We know about the pressures mothers face: the economy and the culture demand that we work; yet in this country there is no federal support for working mothers, in fact, we are routinely warned that daycare will emotionally scar our children. The how-to literature on motherhood ratchets up the pressure: a generation of “helicopter” mothers who micromanage their children from infancy to adulthood. The message is: We are doing it all wrong.
Which creates an endless appetite for accounts of how other people do it. A new crop of books, beginning with Amy Chua’s Battle Hymn of the Tiger Mother, which famously told American mothers to both hover and demand more, and to use physical threat when necessary, is ready to tell us why and how. More debate. More stress.
The assumed insouciance of the French fascinates over-stressed Americans; for example, the way they diet without really trying. Bringing Up Bébé taunts the reader even more with that insouciance. French mothers don’t make their children the center of the universe. French mothers allow their children to cry before jumping in to save them (“the Pause”: delayed gratification means that children learn early not to go to pieces under stress; what a concept). French mothers insist that their children eat at regular intervals and keep regular schedules. French mothers fit their children into the rhythm of family life. French mothers assume good daycare is good for kids. French mothers don’t breastfeed. French mothers get their life back: they don’t stop working to raise their kids. French mothers lose the weight after childbirth. French mothers take classes for perineal restoration (so much for Kegels).

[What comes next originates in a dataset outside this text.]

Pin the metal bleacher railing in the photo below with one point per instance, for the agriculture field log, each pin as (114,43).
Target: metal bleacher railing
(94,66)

Okay! I get it! The French are better than us in every way! We suck at motherhood! So here is a modest proposal: We probably shouldn’t even do it! The government could pay each family a fee for not having children, thereby decreasing the amount of cortisone in the general population. Even better, we should drive mothers into a frenzy and create new ways to use maternal cortisone to power vehicles.
The gross irony is that each new book on motherhood that purports to reduce stress causes more stress, by giving us new impossible standards to meet. We’ve lost sight of the fact that motherhood is a great gift and a great opportunity. A little kindness and gratitude go a long way. A decent federally mandated parental leave policy and a really good government sponsored day care system like the one the French have in place (the crèche for babies and the maternelle for toddlers through kindergarten) would go a whole lot farther.